Name: Tina Berger-Everroad 
Husband: Spencer 
Birthday: July 27th (Leo!! I'm a feline through and through) 
Occupation: Fashion designer and DJ. 
Pets: 2 Miniature Pinschers: Iggy and Berlin. 2 kitties: Reuben and Alfredo

*Style*: Hair: Purple usually, but I decided to shave my head for a while...I wear alot of vinyl, rubber, corsets and always platform shoes. I must always have lipstick! 

*Likes*: MAC, BPAL, Corsets, Purple, music: Front 242, Dep. Mode, New Order, Joy Division, Pet Shop Boys, Leg. Pink Dots, The Cure, INXS, Coil, Skinny Puppy, Front Line Assembly, Edward Ka-Spel, PIL, OMD, Radiohead, James, Cyndi Lauper, Siouxsie, Lena Lovich, Combichrist, Revolting Cocks, Ministry, Erasure, etc., DJing, wigs, shoes, hats, almost anything vintage, dragonflies, The Croc Hunter, Pee Wee Herman, Star Wars, Jean-Pierre Jeunet, forks, Edwardian and Victorian fashion, Bert, Shag art, Vespas and mopeds, anything glittery or shiny, lipstick, animals (especially cats and MinPins!!), bubblewrap, video games, theatre, Evil Dead, silent films, The 20's (especially flappers), London, PT Cruisers, toys, scratch-n-sniff stickers, spines, The Young Ones, zombies, serial killers and murder, Tim Burton, black & white stripes, blue eyes, TLC, cooking, Doom, Midori Sours, Italian food, honesty, strong wills, and funny-quirky people. 

I DJ at a night called Disintegration here in Denver and I also do several Fashion shows a year. I love make-up and only recently have been converting everything over to MAC. I've always loved their lipsticks and figured it was time to try their other products as well.

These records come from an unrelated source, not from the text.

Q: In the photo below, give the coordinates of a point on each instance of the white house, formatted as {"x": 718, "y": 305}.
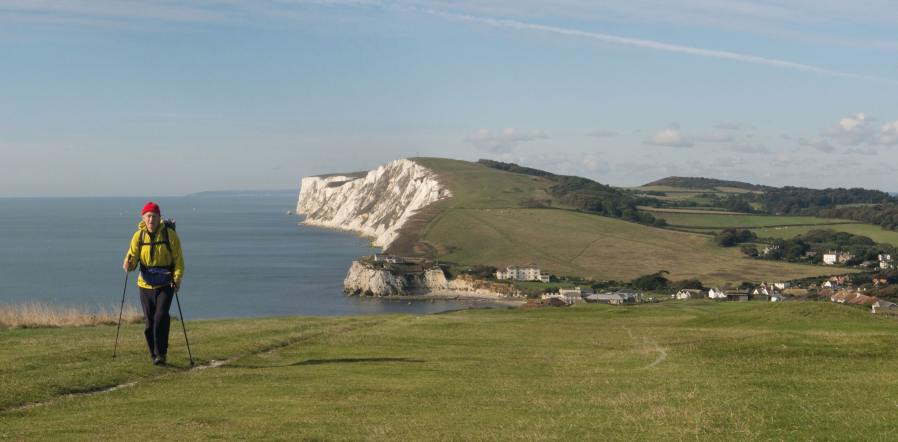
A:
{"x": 569, "y": 295}
{"x": 629, "y": 295}
{"x": 717, "y": 293}
{"x": 526, "y": 273}
{"x": 688, "y": 294}
{"x": 607, "y": 298}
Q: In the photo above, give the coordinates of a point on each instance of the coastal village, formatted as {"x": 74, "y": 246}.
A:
{"x": 837, "y": 289}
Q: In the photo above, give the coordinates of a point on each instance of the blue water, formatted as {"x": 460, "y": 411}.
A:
{"x": 244, "y": 257}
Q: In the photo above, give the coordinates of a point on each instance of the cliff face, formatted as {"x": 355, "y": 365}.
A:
{"x": 363, "y": 278}
{"x": 375, "y": 205}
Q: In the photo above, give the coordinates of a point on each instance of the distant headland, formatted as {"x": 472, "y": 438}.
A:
{"x": 221, "y": 193}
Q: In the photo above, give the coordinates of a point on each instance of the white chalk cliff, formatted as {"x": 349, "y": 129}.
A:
{"x": 375, "y": 205}
{"x": 364, "y": 279}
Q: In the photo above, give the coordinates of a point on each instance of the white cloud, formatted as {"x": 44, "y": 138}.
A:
{"x": 783, "y": 159}
{"x": 818, "y": 143}
{"x": 672, "y": 138}
{"x": 745, "y": 147}
{"x": 716, "y": 137}
{"x": 888, "y": 134}
{"x": 730, "y": 162}
{"x": 603, "y": 133}
{"x": 593, "y": 163}
{"x": 866, "y": 150}
{"x": 501, "y": 142}
{"x": 850, "y": 130}
{"x": 729, "y": 125}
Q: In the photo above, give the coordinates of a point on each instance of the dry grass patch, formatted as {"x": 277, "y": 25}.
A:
{"x": 39, "y": 315}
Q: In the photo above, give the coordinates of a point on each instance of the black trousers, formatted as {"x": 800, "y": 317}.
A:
{"x": 156, "y": 303}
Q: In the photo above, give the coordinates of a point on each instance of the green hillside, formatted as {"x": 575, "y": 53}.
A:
{"x": 488, "y": 222}
{"x": 679, "y": 370}
{"x": 705, "y": 183}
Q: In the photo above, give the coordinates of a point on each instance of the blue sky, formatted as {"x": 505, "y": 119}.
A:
{"x": 108, "y": 97}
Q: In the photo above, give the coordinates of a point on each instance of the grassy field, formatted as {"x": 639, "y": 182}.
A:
{"x": 873, "y": 232}
{"x": 718, "y": 221}
{"x": 570, "y": 243}
{"x": 485, "y": 224}
{"x": 696, "y": 210}
{"x": 688, "y": 370}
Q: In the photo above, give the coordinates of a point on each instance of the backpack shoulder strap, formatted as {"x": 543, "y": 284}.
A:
{"x": 167, "y": 242}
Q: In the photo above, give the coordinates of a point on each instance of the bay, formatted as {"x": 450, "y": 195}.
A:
{"x": 244, "y": 257}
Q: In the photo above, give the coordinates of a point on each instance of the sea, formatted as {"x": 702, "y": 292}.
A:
{"x": 244, "y": 257}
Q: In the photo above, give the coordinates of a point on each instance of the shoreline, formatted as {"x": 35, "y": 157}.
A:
{"x": 516, "y": 302}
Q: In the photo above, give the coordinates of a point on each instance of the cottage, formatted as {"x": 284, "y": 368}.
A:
{"x": 540, "y": 303}
{"x": 526, "y": 273}
{"x": 885, "y": 306}
{"x": 569, "y": 295}
{"x": 607, "y": 298}
{"x": 737, "y": 295}
{"x": 688, "y": 294}
{"x": 716, "y": 293}
{"x": 795, "y": 292}
{"x": 629, "y": 295}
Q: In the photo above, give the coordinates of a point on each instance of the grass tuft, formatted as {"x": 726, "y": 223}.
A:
{"x": 39, "y": 315}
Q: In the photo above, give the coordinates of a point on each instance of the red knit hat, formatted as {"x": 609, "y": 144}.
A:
{"x": 151, "y": 207}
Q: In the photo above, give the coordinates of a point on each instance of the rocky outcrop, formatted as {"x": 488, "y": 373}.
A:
{"x": 364, "y": 279}
{"x": 374, "y": 204}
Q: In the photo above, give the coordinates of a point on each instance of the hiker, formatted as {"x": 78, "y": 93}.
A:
{"x": 157, "y": 249}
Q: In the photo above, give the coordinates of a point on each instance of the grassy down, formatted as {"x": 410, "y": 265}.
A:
{"x": 688, "y": 370}
{"x": 569, "y": 243}
{"x": 485, "y": 224}
{"x": 717, "y": 221}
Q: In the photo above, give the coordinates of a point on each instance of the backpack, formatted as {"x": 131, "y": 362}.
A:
{"x": 157, "y": 275}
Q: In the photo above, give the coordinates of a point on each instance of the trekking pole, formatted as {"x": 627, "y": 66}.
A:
{"x": 181, "y": 314}
{"x": 120, "y": 316}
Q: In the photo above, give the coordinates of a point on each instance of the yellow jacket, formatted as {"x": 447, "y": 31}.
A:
{"x": 161, "y": 257}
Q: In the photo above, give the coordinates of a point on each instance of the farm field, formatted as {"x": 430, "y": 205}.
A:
{"x": 577, "y": 244}
{"x": 873, "y": 232}
{"x": 678, "y": 371}
{"x": 484, "y": 223}
{"x": 696, "y": 210}
{"x": 717, "y": 221}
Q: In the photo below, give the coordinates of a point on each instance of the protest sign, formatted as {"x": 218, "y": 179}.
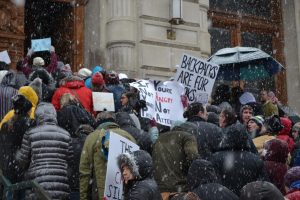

I look forward to chatting with you all and sharing advice.


----------



## Hikaru-chan (Aug 4, 2005)

Welcome to Specktra.


----------



## Janice (Aug 4, 2005)

Hi Tina, WOW quite the creative type! I think it's wonderful. 
	

	
	
		
		

		
		
	


	




 Welcome to the forums.


----------



## Juneplum (Aug 4, 2005)

killer!!! welcome to specktra!!!


----------



## sassy*girl (Aug 5, 2005)

fashion design? that's awesome 
	

	
	
		
		

		
		
	


	




 welcome to specktra!


----------



## slave1 (Aug 5, 2005)

Thank you to everyone for your warm welcomes.


----------



## user2 (Aug 5, 2005)

Hi Tina and welcome to Specktra!

Have fun here!


----------



## user4 (Aug 5, 2005)

hi tina, welcome to specktra!!!


----------



## mac_obsession (Aug 6, 2005)

Welcome to Specktra Tina!! You'll love it here 
	

	
	
		
		

		
		
	


	




 There are so many creative types here, you'll fit right in!!


----------



## slave1 (Aug 13, 2005)

Thank you again for all your welcomes.


----------



## singinmys0ng (Aug 13, 2005)

welcome to Specktra! I feel like I know you already! lol


----------